Costner plays the stereotypical grizzled, seen-to-much, haunted veteran, that we have seen a thousand times before in any movie remotely associated with the military. This time Costner’s character is a veteran grizzled seen-to-much haunted Coast Guard rescue diver. There is some sort of accident and he is the only person to survive this tragedy. This of course leads to approximately 10,000 different references to the accident and his wondering, "Why me? Why did I live?" The Coast Guard decides to reassign him to being a trainer for the young rescue divers.
This leads us to Ashton Kutcher. I do not get people’s fascination with this clown. He has no discernible talent, is ridiculous looking and the one thing that seems to keep him in the news is that he is married to Demi Moore. Anyway, Kutcher plays the stereotypical young, brash, cocky, upstart that we have seen a thousand times before, (see Richard Gere in an Officer and a Gentleman and you will know who he is channeling).
There is the inital clash between these two screen titans as Costner sees some of his former self in the young hero, but he needs to challenge him to bring out the best that he can be. Training montages complete with heart-rendering music to make you really care about the divers and what they do. Once the initial tension between Costner and Kutcher wears off, they bond in the most manly fashion possible, they get in a bar fight together. There is nothing like a bar fight to bring to men together. It is amazing how often it happens. After my weekly bar fight I have a new friend.

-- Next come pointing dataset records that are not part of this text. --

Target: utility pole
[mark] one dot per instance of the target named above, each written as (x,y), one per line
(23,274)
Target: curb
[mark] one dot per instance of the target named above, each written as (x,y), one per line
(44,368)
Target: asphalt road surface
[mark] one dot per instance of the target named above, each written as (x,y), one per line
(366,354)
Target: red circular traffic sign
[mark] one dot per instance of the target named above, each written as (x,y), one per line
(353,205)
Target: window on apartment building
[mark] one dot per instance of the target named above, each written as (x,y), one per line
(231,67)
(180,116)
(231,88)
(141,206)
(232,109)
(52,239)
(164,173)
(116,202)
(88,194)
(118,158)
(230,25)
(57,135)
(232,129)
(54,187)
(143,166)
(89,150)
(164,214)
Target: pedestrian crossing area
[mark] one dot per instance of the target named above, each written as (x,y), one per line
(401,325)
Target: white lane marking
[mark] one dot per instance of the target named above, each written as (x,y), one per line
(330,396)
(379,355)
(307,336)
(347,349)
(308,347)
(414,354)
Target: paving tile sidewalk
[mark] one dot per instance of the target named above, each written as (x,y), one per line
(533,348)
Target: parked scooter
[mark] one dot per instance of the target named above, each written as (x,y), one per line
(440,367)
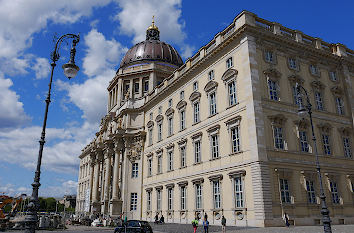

Whenever you are out at a bar and you see a fight break out, you know "wow, here comes two new best friends!"
This leads us to the scene that is going to lead to Oscar buzz for the two of them. The very heart wrenching scene where Kutcher asks how he can be like Costner and "..decide who lives and who dies?" Costner of course answers in all seriousness, the line that is going to have people crying in their seats, "I swim as hard as I can, as fast as I can, and the sea takes the rest." It is such a moment that I can not do it justice.
Now that the two of them are friends and Kutcher has some sort of love interest in this film. They have to go out on the water and make a rescue together! Kind of a passing of the torch so to speak. Things go bad on this rescue, leading Costner to dive in and try to save his young protege. At one point, a superior officer told Costner that he is not to jump in the water in any case; however, Costner must save Kutcher and damn the regulations. This of course leads to the dramatic self-sacrifice as Kutcher makes the decision to save someone else and Costner valiantly dies.
I would like to point out that I did not actually see this movie and have extrapolated all of these plot points from the preview and other movies of a similar ilk. How is this possible? Hollywood has not had an original idea in approximately 46 years. They simply remake other films. I am awaiting the day that I am placed in charge of Hollywood and when someone pitches an idea like this to me I will simply say "No. We have seen that before, and what the hell were you thinking giving Ashton Kutcher work?" Ah well, at least I am getting in a bar fight tonite so I can bond with my friends.
September 28th, 2006 at 11:03 am
1) Are either of these two over 7 feet tall? This would add a bit of reality to this movie. Seven feet is a requirement for the Coast Guard because when the ship sinks, everone can walk back to shore.
2) People get in bar fights and become friends all the time. If its in the movies it has to be true. Take for example the classic Navy movies. According to those movies all we ever do while at sea is tap dance and sing.
September 28th, 2006 at 11:42 am
This reminds me of the time that I told Bryan the whole plot of “The Notebook” without ever having to subject mydself to a viewing. He was totally freaked out.
September 28th, 2006 at 12:49 pm
This movie needs some Muppets! They make any piece of crap story a bit more palatible, and they can really spruce up the big song and tap dance number when they run into those Navy boys.